First results on SiSeRO (Single electron Sensitive Read Out) devices -- a new X-ray detector for scientific instrumentation

TL;DR

This paper introduces the SiSeRO, a novel on-chip charge detector for CCDs, demonstrating promising initial performance metrics and outlining future improvements for low-noise, fast X-ray imaging applications.

Contribution

The paper presents the first evaluation of SiSeRO, a new charge detector with high gain and low noise, and discusses its potential for advanced X-ray imaging systems.

Findings

Charge/current conversion gain of 700 pA per electron

Equivalent noise charge (ENC) of 15 electrons RMS

FWHM of 230 eV at 5.9 keV

Abstract

We present an evaluation of a novel on-chip charge detector, called the Single electron Sensitive Read Out (SiSeRO), for charge-coupled device (CCD) image sensor applications.
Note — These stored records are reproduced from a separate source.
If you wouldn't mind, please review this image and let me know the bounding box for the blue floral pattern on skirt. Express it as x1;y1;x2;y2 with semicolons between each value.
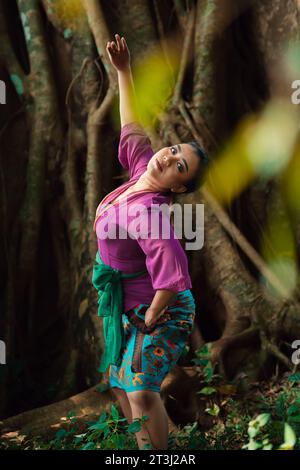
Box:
108;289;196;392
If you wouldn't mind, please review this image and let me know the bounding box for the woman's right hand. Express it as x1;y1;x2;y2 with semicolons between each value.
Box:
106;34;130;72
145;306;168;329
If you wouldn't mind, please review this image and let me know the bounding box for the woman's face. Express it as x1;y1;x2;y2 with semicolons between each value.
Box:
146;144;200;193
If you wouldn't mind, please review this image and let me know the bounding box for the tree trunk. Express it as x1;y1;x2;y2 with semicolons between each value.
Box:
1;0;300;426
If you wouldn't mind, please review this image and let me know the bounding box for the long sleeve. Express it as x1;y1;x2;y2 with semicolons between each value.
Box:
118;122;154;179
132;205;192;292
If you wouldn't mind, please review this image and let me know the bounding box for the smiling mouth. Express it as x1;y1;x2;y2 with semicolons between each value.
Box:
155;158;163;172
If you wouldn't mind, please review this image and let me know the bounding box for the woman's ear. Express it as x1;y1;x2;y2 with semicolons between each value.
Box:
171;185;187;194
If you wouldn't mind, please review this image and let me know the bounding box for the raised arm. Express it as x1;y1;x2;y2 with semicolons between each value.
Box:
106;34;139;127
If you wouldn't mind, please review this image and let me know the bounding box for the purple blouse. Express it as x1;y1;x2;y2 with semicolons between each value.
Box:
94;122;192;313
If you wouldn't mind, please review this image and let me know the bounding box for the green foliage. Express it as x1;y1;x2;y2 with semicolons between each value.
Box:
205;404;220;417
242;413;272;450
242;378;300;451
168;422;207;450
10;74;24;95
198;386;217;396
42;404;152;450
288;372;300;383
20;12;31;44
279;423;297;450
192;343;218;384
243;413;299;451
63;28;72;39
1;377;300;451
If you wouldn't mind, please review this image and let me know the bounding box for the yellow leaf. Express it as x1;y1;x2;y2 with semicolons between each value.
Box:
218;384;237;395
79;299;88;318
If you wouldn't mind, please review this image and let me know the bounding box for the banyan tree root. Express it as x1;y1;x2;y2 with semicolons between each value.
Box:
0;380;181;441
0;385;112;439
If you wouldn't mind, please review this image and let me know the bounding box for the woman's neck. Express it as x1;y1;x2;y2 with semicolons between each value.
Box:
133;173;169;193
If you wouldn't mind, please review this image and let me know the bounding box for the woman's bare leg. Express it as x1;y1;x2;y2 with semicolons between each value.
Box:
111;387;133;424
126;390;169;450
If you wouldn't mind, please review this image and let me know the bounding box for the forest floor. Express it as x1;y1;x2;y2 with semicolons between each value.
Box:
0;372;300;450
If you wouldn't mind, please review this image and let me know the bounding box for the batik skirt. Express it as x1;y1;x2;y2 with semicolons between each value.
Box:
108;289;196;393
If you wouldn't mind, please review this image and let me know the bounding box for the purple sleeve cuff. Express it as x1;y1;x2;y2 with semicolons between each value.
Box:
153;277;192;292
It uses a p-MOSFET transistor at the output stage with a depleted internal gate beneath the p-MOSFET. Charge transferred to the internal gate modulates the source-drain current of the transistor. We have developed a drain current readout module to characterize the detector. The prototype sensor achieves a charge/current conversion gain of 700 pA per electron, an equivalent noise charge (ENC) of 15 electrons (e-) root mean square (RMS), and a full width half maximum (FWHM) of 230 eV at 5.9 keV. In this paper, we discuss the SiSeRO working principle, the readout module developed at Stanford, and the first characterization test results of the SiSeRO prototypes. While at present only a proof-of-concept experiment, in the near future we plan to use next generation sensors with improved noise performance and an enhanced readout module. In particular, we are developing a readout module enabling Repetitive Non-Destructive Readout (RNDR) of the charge, which can in principle yield sub-electron ENC performance. With these developments, we eventually plan to build a matrix of SiSeRO amplifiers to develop an active pixel sensor with an on-chip ASIC-based readout system. Such a system, with fast readout speeds and sub-electron noise, could be effectively utilized in scientific applications requiring fast and low-noise spectro-imagers.